To test the statistical significance of the difference in performance, we first applied bootstrap sampling in all experiments with SVMs. We resampled each dataset, including both training and test data, nine times, which allowed us to train nine additional SVM classification models.
Figure 8 provides a box plot to illustrate the distribution of the accuracy achieved in each experiment defined in
Table 6. We employed the Wilcoxon test, a non-parametric statistical test that can be used to compare the medians of two independent samples [
45]. The
p-values obtained for each pair of experiments are provided at the bottom of
Figure 8. At significance level of 0.05, the results of the Wilcoxon test showed that there was a statistically significant difference between the medians of the two sets of results. In other words, the two models are not equivalent, and the one based on typed number representation is likely to produce better results.
6. Discussion
In
Figure 8, we can observe bigger accuracy improvements on hospital discharge summaries. They are much longer than referral letters (see
Table 3 and
Table 5) and naturally contain more numbers, which ultimately translate into a wider range of numerical features (see
Section 4.2.4). Nevertheless, even a handful of these features proved to make a significant difference in text classification performance. That tells us that commonly used document representations do not represent numbers in a way that machine learning algorithms can effectively utilize them as features.

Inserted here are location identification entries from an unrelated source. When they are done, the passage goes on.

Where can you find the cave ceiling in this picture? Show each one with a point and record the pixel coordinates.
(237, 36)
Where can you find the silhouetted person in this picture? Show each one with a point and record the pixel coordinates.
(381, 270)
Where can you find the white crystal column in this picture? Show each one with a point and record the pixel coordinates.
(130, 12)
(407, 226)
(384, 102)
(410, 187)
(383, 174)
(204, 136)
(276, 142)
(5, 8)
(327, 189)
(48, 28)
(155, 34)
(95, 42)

Typed representation of numbers can be used as a stopgap solution, but community-wide research is required to systematically incorporate number representation into the word embedding process. Contextualized word embeddings provide an opportunity to embed numbers in a way that encodes their types and not mere values. Numbers play an integral role in our understanding of text. While their lexico-syntactic properties are fundamentally different to those of words, their representations need to be integrated into systemic representation of the semantic space that they share.

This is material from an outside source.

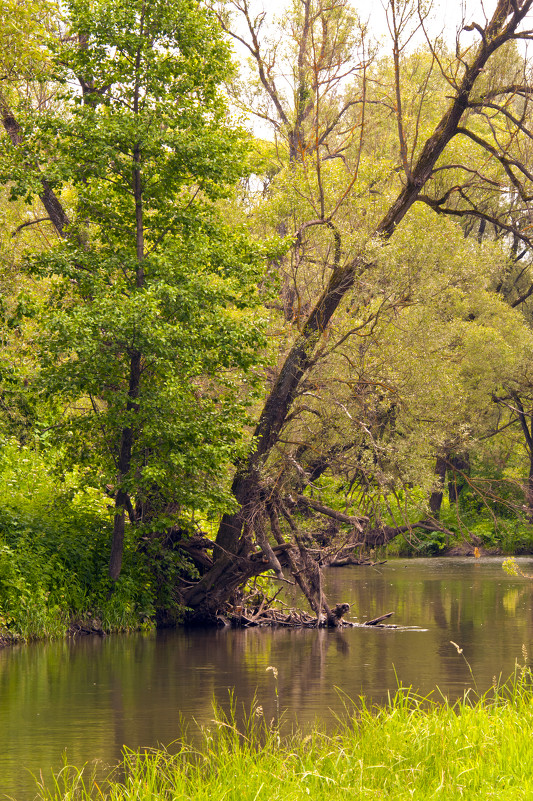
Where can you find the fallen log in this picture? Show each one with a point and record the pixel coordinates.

Successful representations should strive to incorporate not just numbers but other continuous domains as well. For example, gradable adjectives such as ‘mild’, ‘moderate’, and ‘severe’ exist on some cardinal scale, which can be mapped using value embeddings [
46,
47]. Clinical narratives are ripe with references to scales using adjectives (e.g., ‘high blood pressure’ versus ‘low blood pressure’) and even prefixes (e.g., ‘hypertension’ versus ‘hypotension’). Binning numbers to simple categories (e.g., low, normal and high) depending on their context can lead to improved representation of clinical narratives. For example, converting an expression such as ‘blood pressure 190/82’ to ‘high blood pressure’ can make much better use of existing language models.

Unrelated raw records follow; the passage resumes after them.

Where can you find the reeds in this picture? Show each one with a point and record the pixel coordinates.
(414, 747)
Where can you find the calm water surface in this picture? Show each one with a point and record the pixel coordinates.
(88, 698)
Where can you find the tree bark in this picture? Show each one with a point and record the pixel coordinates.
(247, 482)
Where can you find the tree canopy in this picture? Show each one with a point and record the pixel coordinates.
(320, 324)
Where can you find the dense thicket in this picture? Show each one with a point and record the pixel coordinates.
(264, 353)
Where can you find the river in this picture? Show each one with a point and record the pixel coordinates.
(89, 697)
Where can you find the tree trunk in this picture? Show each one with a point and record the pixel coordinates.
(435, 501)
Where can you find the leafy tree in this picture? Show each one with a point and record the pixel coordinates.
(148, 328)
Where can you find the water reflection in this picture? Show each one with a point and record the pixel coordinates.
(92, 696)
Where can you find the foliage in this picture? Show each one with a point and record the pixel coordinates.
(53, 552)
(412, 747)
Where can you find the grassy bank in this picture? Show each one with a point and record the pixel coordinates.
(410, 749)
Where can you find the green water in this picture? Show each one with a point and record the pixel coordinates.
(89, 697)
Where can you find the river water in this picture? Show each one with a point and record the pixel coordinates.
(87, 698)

Clinical NLP has an important advantage over other application domains. Its wider biomedical community has invested heavily into building knowledge resources that can help interpret text. Notable examples include the Unified Medical Language System (UMLS) [
48], Open Biomedical Ontologies (OBO) Foundry [
49] and BioPortal [
50]. For example, they host ontologies such as Systematized Nomenclature of Medicine Clinical Terms (SNOMED CT) [
51] and Logical Observation Identifiers Names and Codes (LOINC) [
52], which describe standard ways of identifying and reporting laboratory observations, including blood tests and associated reference ranges. This provides a great opportunity for NLP to use distant supervision in its efforts to learn how best to represent numbers in large language models.